Personal Insurance Papers, such as Life Insurance Policy, Health Insurance Cards and Benefits, Supplemental Insurance Policies, Medicare/Medicaid Information, Umbrella Insurance
Social Security card and statement
Pension plan information such as annual statement, summary of benefits, etc.
Any investment statements and original documents such as CDs, stock certificates, annuities, investment account agreements, and a list of assets
Copy of tax returns for last three or four years
Copy of any documentation being gathered for the current year’s taxes
4. Keep a folder of current investments and balances. This folder is more dynamic in that it changes often. Each time I get a new balance for a bank or investment account, I update the folder. The folder includes account location, balance, number and beneficiary. It is a great tool when you need to access money or provide a financial statement for a loan. I update the folder every month or two. My family knows where I keep this folder.

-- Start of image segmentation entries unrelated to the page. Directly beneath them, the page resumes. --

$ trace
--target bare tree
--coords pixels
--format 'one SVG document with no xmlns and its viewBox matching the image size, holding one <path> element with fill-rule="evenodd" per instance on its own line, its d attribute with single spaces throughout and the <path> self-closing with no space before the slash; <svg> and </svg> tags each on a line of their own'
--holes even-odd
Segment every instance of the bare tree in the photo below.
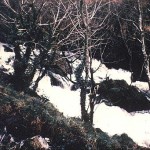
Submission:
<svg viewBox="0 0 150 150">
<path fill-rule="evenodd" d="M 80 104 L 81 116 L 85 122 L 93 123 L 93 113 L 95 104 L 95 81 L 92 68 L 92 59 L 96 50 L 99 50 L 101 44 L 106 40 L 107 28 L 110 16 L 110 1 L 75 1 L 74 16 L 70 17 L 74 26 L 74 36 L 77 39 L 75 43 L 80 51 L 81 63 L 77 67 L 75 74 L 76 80 L 80 86 Z M 90 115 L 86 109 L 87 88 L 90 87 Z"/>
<path fill-rule="evenodd" d="M 7 29 L 7 42 L 14 46 L 15 88 L 28 88 L 39 70 L 36 89 L 47 71 L 58 67 L 55 56 L 61 55 L 59 49 L 70 37 L 68 15 L 71 5 L 63 0 L 3 0 L 1 4 L 1 25 Z"/>
</svg>

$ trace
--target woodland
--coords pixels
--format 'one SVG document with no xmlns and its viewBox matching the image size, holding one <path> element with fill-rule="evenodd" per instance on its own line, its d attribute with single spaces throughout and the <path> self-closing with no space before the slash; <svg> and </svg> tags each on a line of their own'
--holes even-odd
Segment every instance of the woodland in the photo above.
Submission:
<svg viewBox="0 0 150 150">
<path fill-rule="evenodd" d="M 8 78 L 16 92 L 35 96 L 42 78 L 48 75 L 59 85 L 54 76 L 59 74 L 80 89 L 84 123 L 93 124 L 97 92 L 111 96 L 105 92 L 109 87 L 100 87 L 94 79 L 99 67 L 93 69 L 93 59 L 108 68 L 130 71 L 132 82 L 145 81 L 150 88 L 148 0 L 1 0 L 0 42 L 15 54 L 14 72 Z M 80 63 L 74 69 L 77 60 Z M 108 84 L 120 85 L 117 81 Z"/>
</svg>

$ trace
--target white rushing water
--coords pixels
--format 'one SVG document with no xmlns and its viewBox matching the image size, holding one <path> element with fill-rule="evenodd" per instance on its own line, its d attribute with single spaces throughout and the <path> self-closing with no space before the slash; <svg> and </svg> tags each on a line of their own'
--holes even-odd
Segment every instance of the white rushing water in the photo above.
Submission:
<svg viewBox="0 0 150 150">
<path fill-rule="evenodd" d="M 0 45 L 1 46 L 1 45 Z M 8 67 L 8 72 L 12 71 L 12 63 L 6 64 L 9 57 L 14 56 L 13 53 L 4 52 L 0 47 L 0 67 Z M 99 62 L 94 60 L 94 66 L 99 65 Z M 131 73 L 122 69 L 108 69 L 105 65 L 101 65 L 95 74 L 97 82 L 105 79 L 106 77 L 112 79 L 124 79 L 130 84 Z M 35 78 L 37 77 L 37 74 Z M 64 81 L 62 81 L 64 82 Z M 45 76 L 38 85 L 38 93 L 45 95 L 50 99 L 50 102 L 58 108 L 66 117 L 80 117 L 80 91 L 71 91 L 70 83 L 65 82 L 64 88 L 51 86 L 50 78 Z M 137 82 L 134 83 L 139 88 L 148 89 L 147 83 Z M 114 134 L 126 133 L 136 143 L 141 146 L 150 145 L 150 114 L 135 113 L 131 115 L 125 110 L 116 106 L 106 106 L 101 103 L 96 106 L 94 113 L 94 126 L 101 128 L 110 136 Z"/>
</svg>

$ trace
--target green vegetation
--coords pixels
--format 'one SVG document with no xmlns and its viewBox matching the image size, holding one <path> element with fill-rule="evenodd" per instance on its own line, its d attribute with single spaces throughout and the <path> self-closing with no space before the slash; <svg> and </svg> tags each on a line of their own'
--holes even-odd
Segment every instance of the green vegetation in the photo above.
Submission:
<svg viewBox="0 0 150 150">
<path fill-rule="evenodd" d="M 13 142 L 1 139 L 2 150 L 24 150 L 27 145 L 19 148 L 21 141 L 28 143 L 36 135 L 49 138 L 48 144 L 52 150 L 113 150 L 126 149 L 125 146 L 138 148 L 127 135 L 109 137 L 78 118 L 65 118 L 46 98 L 19 93 L 10 85 L 0 87 L 0 127 L 0 135 L 7 139 L 3 132 L 6 127 L 7 134 L 14 138 Z M 33 150 L 38 150 L 39 144 L 36 142 L 33 139 L 29 142 L 32 146 L 36 145 L 36 148 L 32 147 Z"/>
</svg>

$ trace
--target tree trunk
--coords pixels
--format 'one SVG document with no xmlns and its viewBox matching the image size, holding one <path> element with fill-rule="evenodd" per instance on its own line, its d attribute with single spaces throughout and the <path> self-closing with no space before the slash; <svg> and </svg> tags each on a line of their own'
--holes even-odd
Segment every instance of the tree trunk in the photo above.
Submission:
<svg viewBox="0 0 150 150">
<path fill-rule="evenodd" d="M 144 64 L 143 64 L 143 68 L 145 70 L 146 76 L 147 76 L 147 82 L 148 82 L 148 86 L 150 89 L 150 70 L 149 70 L 149 56 L 147 55 L 146 52 L 146 45 L 145 45 L 145 34 L 144 34 L 144 30 L 143 30 L 143 12 L 142 12 L 142 6 L 141 6 L 141 1 L 137 0 L 138 2 L 138 11 L 139 11 L 139 29 L 140 29 L 140 41 L 141 41 L 141 50 L 142 50 L 142 54 L 143 54 L 143 59 L 144 59 Z"/>
<path fill-rule="evenodd" d="M 24 91 L 30 85 L 29 75 L 26 75 L 26 69 L 28 67 L 28 61 L 31 54 L 30 47 L 27 47 L 26 53 L 24 56 L 21 56 L 21 50 L 19 44 L 14 48 L 15 52 L 15 61 L 14 61 L 14 75 L 13 75 L 13 84 L 14 88 L 17 91 Z"/>
</svg>

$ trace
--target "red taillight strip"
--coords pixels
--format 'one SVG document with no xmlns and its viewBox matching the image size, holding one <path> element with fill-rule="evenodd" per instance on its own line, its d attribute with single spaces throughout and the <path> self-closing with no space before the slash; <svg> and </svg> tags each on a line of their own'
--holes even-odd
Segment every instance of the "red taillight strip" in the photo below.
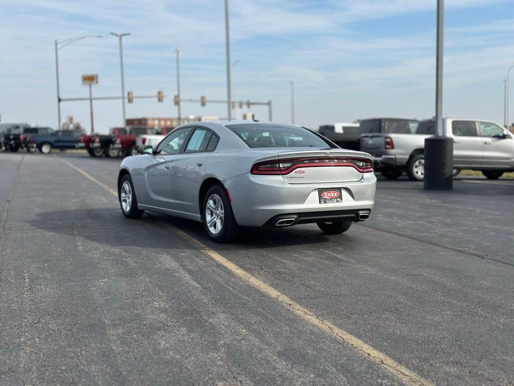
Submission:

5. Tax notebook. As tax related expenses come up through the year, I log them in my notebook and file the receipt in the appropriate envelope. Read here for more information on how to make your tax preparation easy. If you die, your survivors will be preparing your tax return, so they need to know where you keep this.
6. After my sister and I had cleared out all our mother’s books following her passing, a neighbor told us she liked to hide her mad-money in books. We never knew. I have also heard a couple of folks mention that their mothers kept their mad-money in sewing patterns. Make sure your family knows where you keep your mad-money. You would hate for it to be thrown away or sold at a garage sale.
7. A colleague told me a story of buying a sewing machine at a garage sale and finding a diamond ring in a drawer. If you have hidden important things around your house, tell your family, or make a list and put it in your important papers notebook. If you have valuable things that you are not sure your family would know are valuable, tell them and write it down and put it in the important papers notebook. If you have family heirlooms, tell your family and write it down and put it in the important papers notebook.
Additionally, I keep a home notebook. It details how everything works, stores owner’s manuals and any warranty or guarantee information. It is not as vital and important to your survivors when you die, but it would help them be able to complete any seller’s disclosure regarding age of roof, age of air conditioner, etc.
This system or a system you design, will take a bit of time to accumulate and document, but once it is up and running, it won’t take much to maintain. However, it will be useful for you and your family in the future. A system such as this will help them hang on to the money you accumulated during your lifetime. Please don’t put it off!
Bonus Information: If you have a safe deposit box at a bank, make sure someone other than yourself can access it in the event of your illness or death. Often access to safety deposit boxes are frozen when a person passes away until a court allows entry. If someone else is on the signature card, that person would still be allowed access.
Please note: I am not an attorney or estate planner. Please seek the advice of a professional for legal documents and estate planning. I am just sharing information that has worked for me.